Mr. Mercedes (AT&T's Audience Channel). Airing on an AT&T proprietary network, David E. Kelley's adaptation of a Stephen King noir detective novel went largely unnoticed by TV viewers, roughly two-thirds of whom couldn't have accessed it if they wanted. Too bad for them. Crime dramas just don't come any better than this hard-boiled tale of a broken-down cop taunted out of retirement by the serial killer who got away.
Taboo (FX). Tom Hardy wrote and stars in this extraordinarily dark story of a soldier of fortune who returns to London from Africa trailed by ghosts—whether real or a metaphorical is unnervingly unclear—of slave-trading, slaughter and cannibalism.
Homeland (Showtime). After five years of Muslim terrorist villains, it's understandable that Homeland's producers wanted a new target. A right-wing plot to seize the White House, though, was not the most plausible direction in which to turn. Still, Claire Danes as the half-made (former) CIA operative Carrie Mathison is one of the most compelling spectacles on television.
Five Came Back (Netflix). A compulsively watchable documentary on how Hollywood turned itself into a government propaganda factory during World War II, with little concern for factual accuracy and none whatever for ethnic decency.
Better Call Saul (AMC). The sequel to Breaking Bad has what the original show didn't—a sympathetic (if badly flawed) lead character. In Breaking Bad, Bryan Cranston's Walter White started out as a bedraggled cancer patient but quickly became a murderous drug kingpin. In Better Call Saul, Bob Odenkirk's Jimmy McGill is a formet street hustler trying to go straight as a lawyer—but his natural talent for trickery and deception has a life of its own.
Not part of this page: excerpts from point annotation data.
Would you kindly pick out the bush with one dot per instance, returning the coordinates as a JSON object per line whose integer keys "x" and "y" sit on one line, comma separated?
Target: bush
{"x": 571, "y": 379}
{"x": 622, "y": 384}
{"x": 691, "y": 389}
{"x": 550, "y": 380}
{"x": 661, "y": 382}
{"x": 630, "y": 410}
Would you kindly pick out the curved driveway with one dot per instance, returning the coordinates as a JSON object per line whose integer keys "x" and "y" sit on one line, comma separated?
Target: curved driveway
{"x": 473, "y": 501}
The Deuce (HBO). Just as they did for the drug trade in The Wire, producers David Simon and George Pelecanos break down the economics and the personalities of the sex industry, as well as the utter futility of trying to shut it down.
The Americans (FX). This spy drama about a husband-and-wife team of Soviet moles whose friendly next door neighbor, an FBI counterespionage agent, is blithely unaware of their real lives, has always wrestled with the question of identity and the malleability of self. As The Americans approaches its climactic sixth season, the echo of the theme of Kurt Vonnegut's World War II espionage novel Mother Night is louder than ever: You are what you pretend.